# Enel



## Barry (Jan 28, 2008)

We haven't had a bill since the earthquake. Anyone know whats going on?


----------



## bunty16 (Sep 26, 2009)

Enel did not send out any bills after earthquake to all people in L'Aquila, this was to be for 12 months, I am due to return to my home next week, and maybe there will be a bill for me. I have written and e-mailed to ask them, but no response, the locals do not seem worried. I have not been over since November, I suppose if you pay by direct debit they deduct your money soon enough. If you are not in Italy to chase this up, have you got a neighbour who can check your post to see if they have written to you.


----------



## Barry (Jan 28, 2008)

bunty16 said:


> Enel did not send out any bills after earthquake to all people in L'Aquila, this was to be for 12 months, I am due to return to my home next week, and maybe there will be a bill for me. I have written and e-mailed to ask them, but no response, the locals do not seem worried. I have not been over since November, I suppose if you pay by direct debit they deduct your money soon enough. If you are not in Italy to chase this up, have you got a neighbour who can check your post to see if they have written to you.

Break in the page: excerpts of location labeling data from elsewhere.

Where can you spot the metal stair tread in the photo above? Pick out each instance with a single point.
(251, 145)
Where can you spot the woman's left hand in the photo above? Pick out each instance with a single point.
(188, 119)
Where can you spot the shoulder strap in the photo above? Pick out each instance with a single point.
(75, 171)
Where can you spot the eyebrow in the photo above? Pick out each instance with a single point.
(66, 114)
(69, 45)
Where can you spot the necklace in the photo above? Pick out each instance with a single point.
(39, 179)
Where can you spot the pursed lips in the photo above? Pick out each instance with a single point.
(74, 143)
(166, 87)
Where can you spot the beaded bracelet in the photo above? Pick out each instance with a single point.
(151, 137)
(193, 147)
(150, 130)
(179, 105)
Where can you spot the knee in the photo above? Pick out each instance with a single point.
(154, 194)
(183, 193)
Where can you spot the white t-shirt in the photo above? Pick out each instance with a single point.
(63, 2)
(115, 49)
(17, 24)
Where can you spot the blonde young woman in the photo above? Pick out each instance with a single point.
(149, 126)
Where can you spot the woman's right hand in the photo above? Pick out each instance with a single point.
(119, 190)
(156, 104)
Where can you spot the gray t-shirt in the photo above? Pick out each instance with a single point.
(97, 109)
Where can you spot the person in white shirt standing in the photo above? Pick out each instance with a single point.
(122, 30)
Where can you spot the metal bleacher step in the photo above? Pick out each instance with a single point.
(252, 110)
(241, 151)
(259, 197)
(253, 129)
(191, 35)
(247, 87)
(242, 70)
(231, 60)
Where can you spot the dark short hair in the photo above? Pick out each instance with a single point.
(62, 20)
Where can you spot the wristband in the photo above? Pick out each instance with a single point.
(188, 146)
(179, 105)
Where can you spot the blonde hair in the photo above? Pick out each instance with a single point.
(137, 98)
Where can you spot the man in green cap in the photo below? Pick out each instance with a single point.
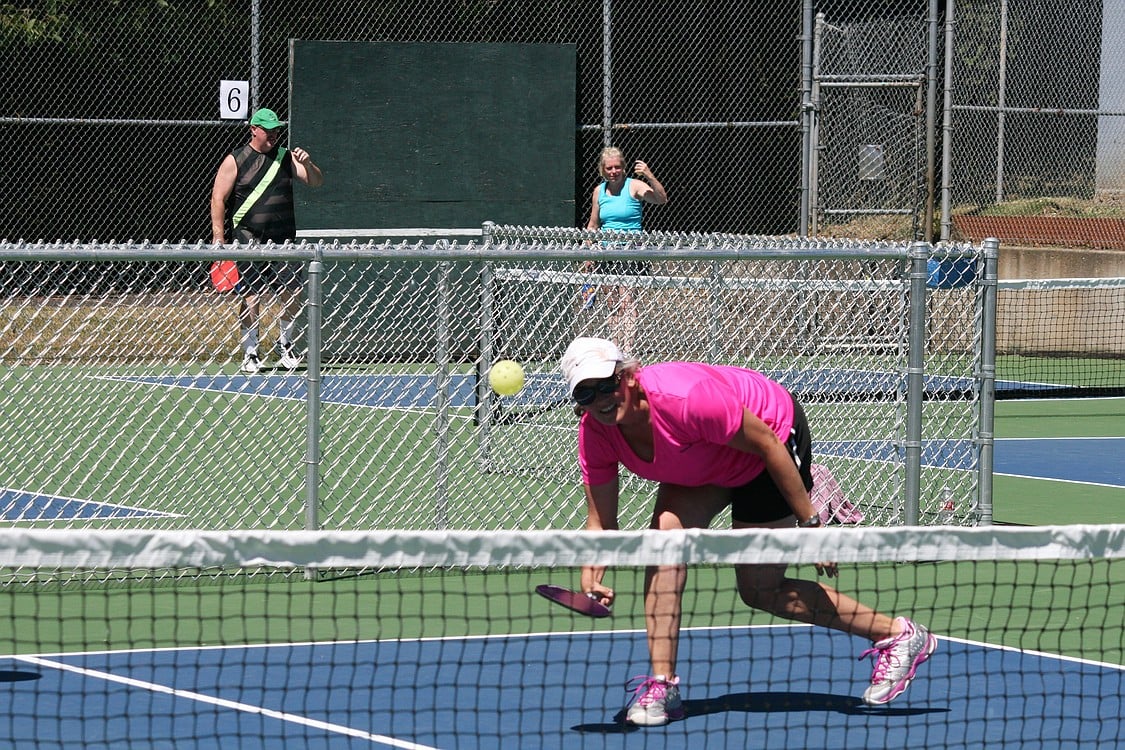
(252, 201)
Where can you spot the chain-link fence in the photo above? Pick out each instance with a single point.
(843, 117)
(125, 406)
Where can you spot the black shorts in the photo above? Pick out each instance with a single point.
(261, 277)
(623, 268)
(759, 500)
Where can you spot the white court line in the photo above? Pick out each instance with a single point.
(281, 715)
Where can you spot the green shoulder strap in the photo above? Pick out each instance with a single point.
(259, 189)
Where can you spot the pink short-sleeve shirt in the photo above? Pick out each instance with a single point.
(695, 409)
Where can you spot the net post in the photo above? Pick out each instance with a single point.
(314, 310)
(483, 412)
(986, 435)
(916, 368)
(442, 385)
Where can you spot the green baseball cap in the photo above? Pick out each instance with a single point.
(266, 118)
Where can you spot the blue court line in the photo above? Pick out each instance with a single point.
(20, 505)
(743, 687)
(420, 391)
(1088, 460)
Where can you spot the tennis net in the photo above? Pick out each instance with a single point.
(1060, 337)
(435, 639)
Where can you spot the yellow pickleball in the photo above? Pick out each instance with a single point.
(506, 378)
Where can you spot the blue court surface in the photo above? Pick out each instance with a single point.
(19, 505)
(762, 687)
(1081, 460)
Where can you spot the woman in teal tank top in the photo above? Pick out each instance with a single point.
(617, 205)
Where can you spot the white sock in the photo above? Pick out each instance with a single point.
(250, 340)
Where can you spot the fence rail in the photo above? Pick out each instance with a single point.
(123, 401)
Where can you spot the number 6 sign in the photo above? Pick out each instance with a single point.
(232, 100)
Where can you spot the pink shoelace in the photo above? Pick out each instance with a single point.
(883, 658)
(649, 690)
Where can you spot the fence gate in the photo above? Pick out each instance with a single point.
(867, 166)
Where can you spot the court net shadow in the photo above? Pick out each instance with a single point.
(772, 702)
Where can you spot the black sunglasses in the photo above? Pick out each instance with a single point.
(586, 395)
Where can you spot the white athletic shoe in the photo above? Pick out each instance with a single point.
(287, 355)
(250, 363)
(897, 659)
(656, 702)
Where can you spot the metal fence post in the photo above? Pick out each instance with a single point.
(916, 383)
(986, 436)
(314, 309)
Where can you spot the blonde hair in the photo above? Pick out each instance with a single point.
(609, 152)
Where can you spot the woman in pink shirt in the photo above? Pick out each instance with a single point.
(712, 436)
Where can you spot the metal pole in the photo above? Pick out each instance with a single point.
(986, 437)
(930, 124)
(916, 383)
(255, 30)
(947, 125)
(606, 72)
(314, 308)
(806, 115)
(815, 127)
(1001, 99)
(442, 404)
(484, 410)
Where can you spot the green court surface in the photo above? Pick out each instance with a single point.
(1038, 502)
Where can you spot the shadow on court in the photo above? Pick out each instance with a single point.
(18, 676)
(761, 703)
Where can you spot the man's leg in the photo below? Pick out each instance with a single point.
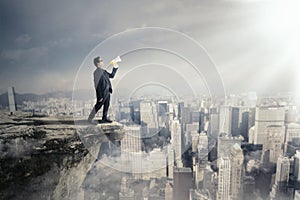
(95, 109)
(105, 108)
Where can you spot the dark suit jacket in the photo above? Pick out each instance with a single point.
(102, 83)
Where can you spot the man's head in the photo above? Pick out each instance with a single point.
(98, 62)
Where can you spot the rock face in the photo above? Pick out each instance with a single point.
(48, 158)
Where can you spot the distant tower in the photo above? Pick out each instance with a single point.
(235, 121)
(183, 182)
(176, 141)
(168, 191)
(224, 179)
(281, 178)
(237, 160)
(132, 139)
(273, 145)
(213, 130)
(225, 142)
(11, 100)
(148, 114)
(297, 166)
(126, 193)
(131, 147)
(266, 116)
(225, 116)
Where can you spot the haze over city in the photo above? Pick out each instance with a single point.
(252, 44)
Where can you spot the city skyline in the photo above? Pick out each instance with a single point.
(252, 43)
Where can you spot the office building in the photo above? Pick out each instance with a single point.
(11, 100)
(266, 116)
(273, 143)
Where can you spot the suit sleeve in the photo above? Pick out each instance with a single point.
(112, 74)
(99, 85)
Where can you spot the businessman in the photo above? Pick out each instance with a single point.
(103, 89)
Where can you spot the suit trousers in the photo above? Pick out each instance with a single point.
(98, 106)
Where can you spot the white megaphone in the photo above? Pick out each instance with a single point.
(116, 60)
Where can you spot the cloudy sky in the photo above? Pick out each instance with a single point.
(253, 44)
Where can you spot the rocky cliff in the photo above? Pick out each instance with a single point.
(48, 158)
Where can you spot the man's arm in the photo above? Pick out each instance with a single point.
(112, 74)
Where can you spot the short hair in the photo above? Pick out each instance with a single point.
(96, 60)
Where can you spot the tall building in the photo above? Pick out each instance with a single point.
(169, 191)
(266, 116)
(148, 115)
(225, 142)
(237, 169)
(170, 161)
(235, 121)
(273, 143)
(292, 131)
(225, 115)
(131, 141)
(296, 170)
(11, 99)
(244, 129)
(281, 179)
(183, 182)
(126, 193)
(224, 179)
(176, 138)
(213, 129)
(131, 148)
(203, 149)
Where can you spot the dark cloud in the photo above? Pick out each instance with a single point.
(53, 37)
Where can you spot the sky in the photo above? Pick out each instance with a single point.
(251, 45)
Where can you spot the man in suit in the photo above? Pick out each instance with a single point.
(103, 89)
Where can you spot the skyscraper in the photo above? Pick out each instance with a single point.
(224, 179)
(297, 166)
(176, 140)
(131, 141)
(235, 121)
(225, 115)
(148, 115)
(213, 129)
(11, 99)
(273, 143)
(131, 149)
(281, 179)
(126, 193)
(267, 116)
(183, 182)
(225, 142)
(237, 168)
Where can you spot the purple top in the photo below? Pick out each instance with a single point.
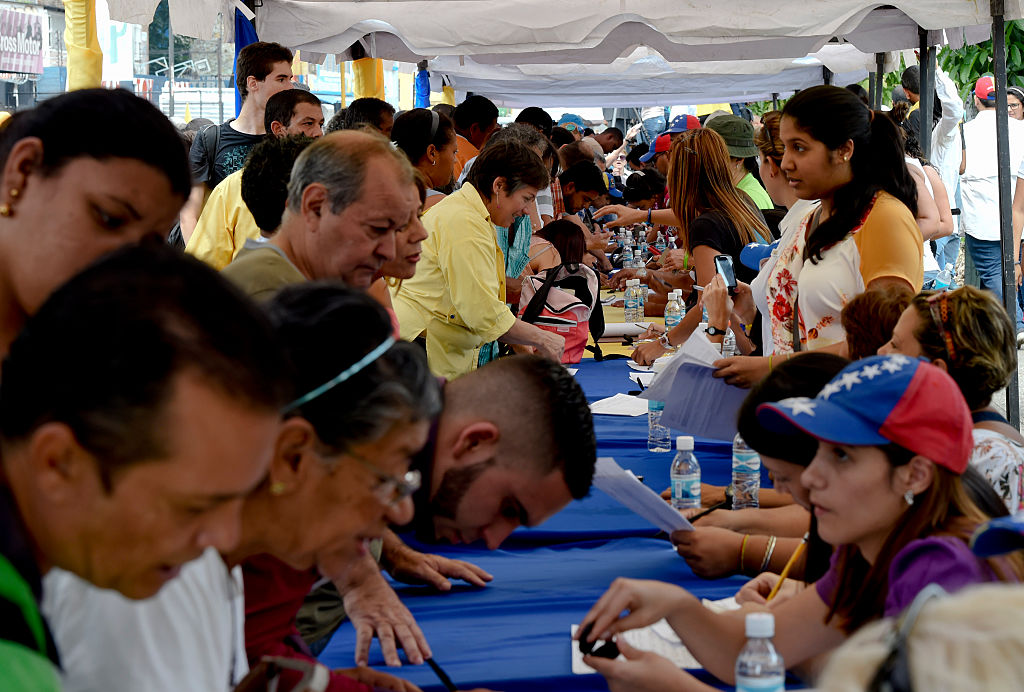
(942, 560)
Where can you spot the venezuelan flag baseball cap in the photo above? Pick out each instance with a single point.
(882, 399)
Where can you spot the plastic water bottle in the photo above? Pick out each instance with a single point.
(745, 474)
(728, 344)
(685, 475)
(658, 437)
(633, 311)
(673, 311)
(759, 667)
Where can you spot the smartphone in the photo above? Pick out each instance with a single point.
(723, 265)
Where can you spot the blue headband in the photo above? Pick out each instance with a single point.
(344, 375)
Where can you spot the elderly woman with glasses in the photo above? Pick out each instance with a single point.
(969, 334)
(340, 472)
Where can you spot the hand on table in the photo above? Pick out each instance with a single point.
(711, 552)
(379, 680)
(742, 371)
(374, 607)
(647, 602)
(645, 354)
(641, 672)
(624, 215)
(412, 566)
(758, 589)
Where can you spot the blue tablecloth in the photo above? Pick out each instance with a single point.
(514, 634)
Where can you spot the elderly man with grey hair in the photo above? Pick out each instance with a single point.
(348, 196)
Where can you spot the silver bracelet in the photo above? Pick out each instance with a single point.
(768, 551)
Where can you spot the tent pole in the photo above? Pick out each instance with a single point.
(880, 75)
(927, 93)
(1003, 159)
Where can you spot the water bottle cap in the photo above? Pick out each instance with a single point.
(760, 624)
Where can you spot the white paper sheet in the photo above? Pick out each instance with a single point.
(620, 404)
(642, 379)
(623, 486)
(658, 638)
(625, 329)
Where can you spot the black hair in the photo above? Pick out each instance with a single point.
(633, 158)
(143, 133)
(281, 106)
(475, 110)
(586, 176)
(367, 111)
(313, 321)
(833, 116)
(616, 133)
(413, 129)
(539, 118)
(567, 238)
(644, 185)
(560, 136)
(264, 179)
(257, 59)
(103, 352)
(518, 164)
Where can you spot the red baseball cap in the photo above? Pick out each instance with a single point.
(985, 88)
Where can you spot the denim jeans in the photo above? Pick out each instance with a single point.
(986, 256)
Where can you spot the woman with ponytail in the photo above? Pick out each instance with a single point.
(862, 235)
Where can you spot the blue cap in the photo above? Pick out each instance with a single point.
(885, 398)
(998, 536)
(754, 254)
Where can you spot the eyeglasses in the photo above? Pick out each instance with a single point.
(391, 489)
(939, 306)
(894, 674)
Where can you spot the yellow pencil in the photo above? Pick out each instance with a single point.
(788, 566)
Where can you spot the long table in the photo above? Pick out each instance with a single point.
(514, 634)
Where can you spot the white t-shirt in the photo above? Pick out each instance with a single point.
(190, 636)
(928, 256)
(980, 183)
(759, 287)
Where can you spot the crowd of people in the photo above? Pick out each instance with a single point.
(208, 456)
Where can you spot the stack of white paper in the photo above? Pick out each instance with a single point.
(620, 404)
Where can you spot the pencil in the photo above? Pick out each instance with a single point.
(788, 566)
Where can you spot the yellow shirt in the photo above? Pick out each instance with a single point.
(457, 297)
(224, 225)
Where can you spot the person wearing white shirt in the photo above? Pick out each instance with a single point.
(980, 188)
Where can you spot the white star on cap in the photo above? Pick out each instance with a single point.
(870, 372)
(802, 405)
(849, 380)
(893, 365)
(829, 389)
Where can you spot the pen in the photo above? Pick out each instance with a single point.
(788, 565)
(441, 676)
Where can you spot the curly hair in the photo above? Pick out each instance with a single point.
(868, 319)
(983, 338)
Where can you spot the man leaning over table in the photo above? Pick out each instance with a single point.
(484, 473)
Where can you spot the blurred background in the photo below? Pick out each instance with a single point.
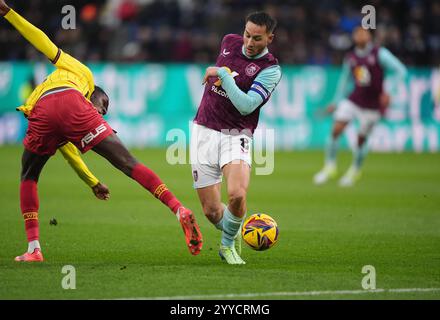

The bank hasn't paid anything since before the earthquake and we've used the house for at least 3 months since then. Enel has our address here in Canada. If we get mail in Italy they usually just give it to the first resident they see as they know I'am related to everyone in the village and as there are only 25 inhabitants it will get to us eventually. I use to be able to see the bill online but it hasn't worked now for a couple of years.


----------